Peaceful revolution in Iran


Last week I linked to Michael Ledeen's latest article on Iran. Ledeen has long argued that we should work to encourage peaceful democratic revolution in Iran, as we did in eastern Europe in the 1980s. Now, from another zone on the political spectrum, come similar arguments from Timothy Garton Ash, the Oxford don whose splendid reportage of the peaceful revolutions in eastern Europe is still very much worth reading. Writing in the left-wing Guardian, Garton Ash includes some obligatory putdowns of George W. Bush. But he leaves no doubt about who the really bad guys are. "If you see it at first hand, you will have no doubt that this is a very nasty and dangerous regime."

Here's Garton Ash's bottom line.

This is where we need to hear the other half of the message from my friend in Isfahan: Stick together, and be consistent. If Europe and America split over Iran, as we did over Iraq, we have not a snowball's chance in hell of achieving our common goals. To be effective, Europe and America need the opposite of their traditional division of labor. Europe must be prepared to wave a big stick (the threat of economic sanctions, for it is Europe, not the United States, that has the trade with Iran) and America a big carrot (the offer of a full "normalization" of relations in return for Iranian restraint). But the old trans-Atlantic West is not enough. Today's nuclear diplomacy around Iran shows us that we already live in a multipolar world. Without the cooperation of Russia and China, little can be achieved.

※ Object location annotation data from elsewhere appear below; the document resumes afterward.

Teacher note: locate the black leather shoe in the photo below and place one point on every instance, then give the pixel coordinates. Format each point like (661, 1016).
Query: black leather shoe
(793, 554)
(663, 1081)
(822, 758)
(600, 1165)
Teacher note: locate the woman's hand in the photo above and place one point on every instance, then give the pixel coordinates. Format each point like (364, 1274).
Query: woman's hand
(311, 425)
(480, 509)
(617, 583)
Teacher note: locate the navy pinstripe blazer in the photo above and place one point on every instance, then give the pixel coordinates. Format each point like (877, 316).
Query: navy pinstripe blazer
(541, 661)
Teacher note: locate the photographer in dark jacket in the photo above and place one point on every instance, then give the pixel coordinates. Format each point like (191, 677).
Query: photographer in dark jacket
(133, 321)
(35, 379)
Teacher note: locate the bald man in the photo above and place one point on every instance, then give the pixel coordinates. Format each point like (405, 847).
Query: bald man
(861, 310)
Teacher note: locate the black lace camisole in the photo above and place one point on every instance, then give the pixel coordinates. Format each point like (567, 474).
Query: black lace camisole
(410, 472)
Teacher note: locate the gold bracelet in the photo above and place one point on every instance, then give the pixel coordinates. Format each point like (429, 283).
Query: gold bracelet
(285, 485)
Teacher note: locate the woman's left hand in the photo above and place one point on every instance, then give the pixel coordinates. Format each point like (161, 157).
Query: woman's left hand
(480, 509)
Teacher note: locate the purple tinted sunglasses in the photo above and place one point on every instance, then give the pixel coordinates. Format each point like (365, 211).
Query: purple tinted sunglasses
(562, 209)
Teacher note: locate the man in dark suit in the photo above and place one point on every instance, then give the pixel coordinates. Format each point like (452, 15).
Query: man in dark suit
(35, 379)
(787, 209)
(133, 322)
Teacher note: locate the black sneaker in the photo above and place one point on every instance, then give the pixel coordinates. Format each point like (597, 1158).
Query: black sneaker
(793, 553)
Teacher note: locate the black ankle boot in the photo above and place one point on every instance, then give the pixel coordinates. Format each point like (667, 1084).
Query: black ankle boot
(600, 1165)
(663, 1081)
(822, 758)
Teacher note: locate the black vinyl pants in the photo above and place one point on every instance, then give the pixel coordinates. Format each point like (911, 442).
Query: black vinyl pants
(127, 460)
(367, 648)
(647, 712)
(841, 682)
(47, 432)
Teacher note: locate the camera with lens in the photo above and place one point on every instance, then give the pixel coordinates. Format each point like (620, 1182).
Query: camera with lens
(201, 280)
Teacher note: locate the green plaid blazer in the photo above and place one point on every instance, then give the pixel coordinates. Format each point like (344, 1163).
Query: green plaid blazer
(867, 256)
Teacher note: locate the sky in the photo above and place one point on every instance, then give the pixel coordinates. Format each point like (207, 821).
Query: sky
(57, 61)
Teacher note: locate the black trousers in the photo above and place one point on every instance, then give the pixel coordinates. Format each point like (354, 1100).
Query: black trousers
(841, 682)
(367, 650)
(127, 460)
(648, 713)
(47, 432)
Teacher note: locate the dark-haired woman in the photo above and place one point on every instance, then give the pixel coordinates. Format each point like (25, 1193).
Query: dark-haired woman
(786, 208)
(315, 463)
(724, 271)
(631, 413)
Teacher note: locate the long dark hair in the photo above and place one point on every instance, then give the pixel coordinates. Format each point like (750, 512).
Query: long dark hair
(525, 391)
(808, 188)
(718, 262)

And we have to be consistent. Consistent in our policy to Iran, embedded in a kind of Helsinki process for the whole region. Consistent in advocating an international set of rules governing the use of nuclear power, not just for Iran but for others as well. Consistent, too, in recognizing that our policy must be addressed as much to the people as the regime. For every step we take to slow down the nuclearization of Iran, we need another to speed up the democratization of Iran. At every stage, we need to explain to the Iranian people, through satellite television, radio, and the Internet, what we are doing and why. Isfahan is not just the increasingly notorious location of a nuclear processing plant; it's also a beautiful city where many critical citizens live. Mahmoud Ahmadinejad is a reckless leader, but there are many other Mahmouds in Iran. We must listen to them. In the end, it's they, not we, who will change their country for the better.

I'm not sure I agree with 100 percent of this. But I think it's advice worth taking seriously.